Sunday, September 6, 2009

Mr. Valentine has set the price




dshort.com

A standard way to investigate market valuation is to study the historic Price-to-Earnings (P/E) ratio using reported earnings for the trailing twelve months (TTM). Proponents of this approach ignore forward estimates because they are often based on wishful thinking, erroneous assumptions, and analyst bias.

The average P/E ratio since the 1870's has been about 15. What is it today? With the August S&P 500 close at 1020.62 and the TTM earnings of $7.62, the current TTM P/E registers 133.9. Of course this is complete nonsense. At the top of the Tech Bubble in 2000, the conventional P/E ratio was a mere 30. It peaked north of 47 two years after the market topped out. So a P/E ratio of 133.9 with the index down 34% from its October 2007 all-time high can't be taken seriously.

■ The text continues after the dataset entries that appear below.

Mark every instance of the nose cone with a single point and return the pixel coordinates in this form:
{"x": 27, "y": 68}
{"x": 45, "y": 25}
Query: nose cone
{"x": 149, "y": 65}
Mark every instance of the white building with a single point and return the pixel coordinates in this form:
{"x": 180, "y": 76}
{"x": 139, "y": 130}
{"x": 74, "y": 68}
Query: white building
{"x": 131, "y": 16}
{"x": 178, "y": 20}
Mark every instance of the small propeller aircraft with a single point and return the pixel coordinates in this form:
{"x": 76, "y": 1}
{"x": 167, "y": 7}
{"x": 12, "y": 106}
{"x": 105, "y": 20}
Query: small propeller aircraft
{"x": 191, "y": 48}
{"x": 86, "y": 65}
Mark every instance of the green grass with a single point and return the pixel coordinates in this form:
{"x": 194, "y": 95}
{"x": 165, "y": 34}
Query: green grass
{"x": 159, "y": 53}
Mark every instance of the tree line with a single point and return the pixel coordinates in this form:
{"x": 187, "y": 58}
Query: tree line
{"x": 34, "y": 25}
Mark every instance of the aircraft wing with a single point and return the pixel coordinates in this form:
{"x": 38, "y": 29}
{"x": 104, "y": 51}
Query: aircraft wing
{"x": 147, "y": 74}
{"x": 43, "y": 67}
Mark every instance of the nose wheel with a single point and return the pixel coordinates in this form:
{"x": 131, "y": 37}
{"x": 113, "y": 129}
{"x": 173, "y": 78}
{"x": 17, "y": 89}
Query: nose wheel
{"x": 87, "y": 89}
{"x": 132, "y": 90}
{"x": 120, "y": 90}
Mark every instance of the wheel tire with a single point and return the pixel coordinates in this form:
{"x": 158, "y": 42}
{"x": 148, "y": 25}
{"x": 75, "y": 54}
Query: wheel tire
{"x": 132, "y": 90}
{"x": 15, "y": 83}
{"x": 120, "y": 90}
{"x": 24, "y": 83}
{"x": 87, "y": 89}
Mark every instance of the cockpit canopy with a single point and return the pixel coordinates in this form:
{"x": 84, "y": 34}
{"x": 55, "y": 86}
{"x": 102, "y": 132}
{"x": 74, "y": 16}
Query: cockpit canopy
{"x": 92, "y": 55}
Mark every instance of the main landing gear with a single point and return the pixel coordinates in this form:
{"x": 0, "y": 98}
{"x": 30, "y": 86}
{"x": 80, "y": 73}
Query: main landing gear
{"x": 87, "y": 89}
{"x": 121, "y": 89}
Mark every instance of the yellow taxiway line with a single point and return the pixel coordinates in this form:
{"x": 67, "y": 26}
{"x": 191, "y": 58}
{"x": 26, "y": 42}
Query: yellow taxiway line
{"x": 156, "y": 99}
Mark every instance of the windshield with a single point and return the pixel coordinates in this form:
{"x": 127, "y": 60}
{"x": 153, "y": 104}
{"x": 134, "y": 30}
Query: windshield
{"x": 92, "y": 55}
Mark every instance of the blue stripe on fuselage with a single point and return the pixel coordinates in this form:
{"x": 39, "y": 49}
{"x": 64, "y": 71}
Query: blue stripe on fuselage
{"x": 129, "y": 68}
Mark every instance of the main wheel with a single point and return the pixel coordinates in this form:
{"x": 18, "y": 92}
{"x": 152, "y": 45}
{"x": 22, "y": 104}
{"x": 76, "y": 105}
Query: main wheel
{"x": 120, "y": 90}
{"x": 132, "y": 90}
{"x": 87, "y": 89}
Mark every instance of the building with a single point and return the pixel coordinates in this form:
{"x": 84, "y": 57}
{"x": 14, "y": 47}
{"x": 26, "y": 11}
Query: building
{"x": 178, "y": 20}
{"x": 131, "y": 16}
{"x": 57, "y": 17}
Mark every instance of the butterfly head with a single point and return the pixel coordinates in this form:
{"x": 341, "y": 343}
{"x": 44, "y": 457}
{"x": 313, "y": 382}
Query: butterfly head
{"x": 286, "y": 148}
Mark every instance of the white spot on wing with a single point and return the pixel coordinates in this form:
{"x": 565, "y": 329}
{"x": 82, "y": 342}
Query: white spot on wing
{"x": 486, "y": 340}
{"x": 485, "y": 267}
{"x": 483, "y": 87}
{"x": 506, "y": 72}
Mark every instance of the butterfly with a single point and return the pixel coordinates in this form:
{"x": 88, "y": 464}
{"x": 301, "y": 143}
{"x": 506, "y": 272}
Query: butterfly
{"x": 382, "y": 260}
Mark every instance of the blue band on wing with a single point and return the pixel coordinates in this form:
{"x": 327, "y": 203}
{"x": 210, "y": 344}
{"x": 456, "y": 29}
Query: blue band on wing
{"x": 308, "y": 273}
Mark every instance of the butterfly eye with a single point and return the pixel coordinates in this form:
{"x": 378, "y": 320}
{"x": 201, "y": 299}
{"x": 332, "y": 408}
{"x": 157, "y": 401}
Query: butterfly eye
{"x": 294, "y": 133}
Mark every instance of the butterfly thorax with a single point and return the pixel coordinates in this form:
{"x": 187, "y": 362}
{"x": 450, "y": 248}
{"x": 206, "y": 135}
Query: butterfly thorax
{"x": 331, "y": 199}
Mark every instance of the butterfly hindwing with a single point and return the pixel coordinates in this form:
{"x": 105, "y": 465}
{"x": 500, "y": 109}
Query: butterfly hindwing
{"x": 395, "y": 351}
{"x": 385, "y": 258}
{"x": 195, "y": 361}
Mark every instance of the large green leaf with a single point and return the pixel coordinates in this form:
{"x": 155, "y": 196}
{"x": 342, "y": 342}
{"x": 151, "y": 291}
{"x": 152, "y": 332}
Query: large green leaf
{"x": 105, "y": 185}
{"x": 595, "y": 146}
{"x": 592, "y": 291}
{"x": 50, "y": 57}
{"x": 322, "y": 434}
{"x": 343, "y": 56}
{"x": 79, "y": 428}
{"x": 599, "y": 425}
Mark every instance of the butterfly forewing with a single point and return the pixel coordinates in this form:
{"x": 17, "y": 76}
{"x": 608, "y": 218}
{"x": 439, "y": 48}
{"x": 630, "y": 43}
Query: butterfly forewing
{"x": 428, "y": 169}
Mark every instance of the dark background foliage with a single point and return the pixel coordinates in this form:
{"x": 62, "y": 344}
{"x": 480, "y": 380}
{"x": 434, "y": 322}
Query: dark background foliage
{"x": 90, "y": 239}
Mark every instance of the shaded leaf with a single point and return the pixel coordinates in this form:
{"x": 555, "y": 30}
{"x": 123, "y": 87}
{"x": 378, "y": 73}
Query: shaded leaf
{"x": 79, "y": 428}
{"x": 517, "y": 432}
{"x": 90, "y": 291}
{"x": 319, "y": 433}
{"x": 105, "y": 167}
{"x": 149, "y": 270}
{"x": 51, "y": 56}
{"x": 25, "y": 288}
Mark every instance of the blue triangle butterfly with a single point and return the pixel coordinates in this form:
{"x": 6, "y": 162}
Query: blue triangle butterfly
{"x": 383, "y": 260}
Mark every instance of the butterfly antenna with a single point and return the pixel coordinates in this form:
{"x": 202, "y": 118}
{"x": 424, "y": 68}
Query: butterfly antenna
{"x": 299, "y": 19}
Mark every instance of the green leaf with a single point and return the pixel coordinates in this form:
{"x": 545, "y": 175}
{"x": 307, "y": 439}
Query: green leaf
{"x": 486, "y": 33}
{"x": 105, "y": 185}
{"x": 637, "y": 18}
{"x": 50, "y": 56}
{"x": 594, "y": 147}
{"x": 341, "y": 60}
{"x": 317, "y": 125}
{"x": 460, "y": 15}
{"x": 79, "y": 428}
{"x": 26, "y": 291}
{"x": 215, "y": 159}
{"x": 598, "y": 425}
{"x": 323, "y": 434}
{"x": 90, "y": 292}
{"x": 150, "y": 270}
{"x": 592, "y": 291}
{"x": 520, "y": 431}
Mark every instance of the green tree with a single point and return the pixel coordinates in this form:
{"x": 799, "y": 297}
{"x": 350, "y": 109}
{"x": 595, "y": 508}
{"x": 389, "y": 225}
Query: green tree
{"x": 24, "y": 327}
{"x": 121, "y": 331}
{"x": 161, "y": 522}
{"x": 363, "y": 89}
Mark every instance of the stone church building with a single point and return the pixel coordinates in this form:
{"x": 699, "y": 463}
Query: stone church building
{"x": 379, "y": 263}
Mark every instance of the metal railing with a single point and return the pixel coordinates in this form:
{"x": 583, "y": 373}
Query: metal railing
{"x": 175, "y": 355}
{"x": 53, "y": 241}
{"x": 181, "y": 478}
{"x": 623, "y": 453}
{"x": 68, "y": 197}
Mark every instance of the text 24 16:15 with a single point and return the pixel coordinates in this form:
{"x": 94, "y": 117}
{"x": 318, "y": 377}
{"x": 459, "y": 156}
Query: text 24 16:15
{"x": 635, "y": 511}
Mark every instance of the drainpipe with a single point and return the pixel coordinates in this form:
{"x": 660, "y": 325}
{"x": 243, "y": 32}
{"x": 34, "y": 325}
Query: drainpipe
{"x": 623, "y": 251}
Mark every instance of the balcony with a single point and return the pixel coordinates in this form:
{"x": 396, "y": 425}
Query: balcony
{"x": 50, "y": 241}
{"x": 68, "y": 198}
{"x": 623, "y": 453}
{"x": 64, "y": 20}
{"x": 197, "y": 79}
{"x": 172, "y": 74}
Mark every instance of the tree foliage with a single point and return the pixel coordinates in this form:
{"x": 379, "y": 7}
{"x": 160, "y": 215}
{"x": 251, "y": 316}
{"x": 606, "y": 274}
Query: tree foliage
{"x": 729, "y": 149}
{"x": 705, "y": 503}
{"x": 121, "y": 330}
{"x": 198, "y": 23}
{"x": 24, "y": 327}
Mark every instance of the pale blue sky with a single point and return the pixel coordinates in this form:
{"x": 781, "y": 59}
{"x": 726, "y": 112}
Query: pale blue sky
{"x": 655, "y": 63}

As these examples illustrate, in times of critical importance, the conventional P/E ratio often lags the index to the point of being useless as a value indicator. "Why the lag?" you may wonder. "How can the P/E be at a record high after the price has fallen so far?" The explanation is simple. Earnings fell faster than price. In fact, the negative earnings of 2008 Q4 (-$23.25) is something that has never happened before in the history of the S&P 500. We now appear to be recovering from this unprecedented situation. But a full recovery will take time.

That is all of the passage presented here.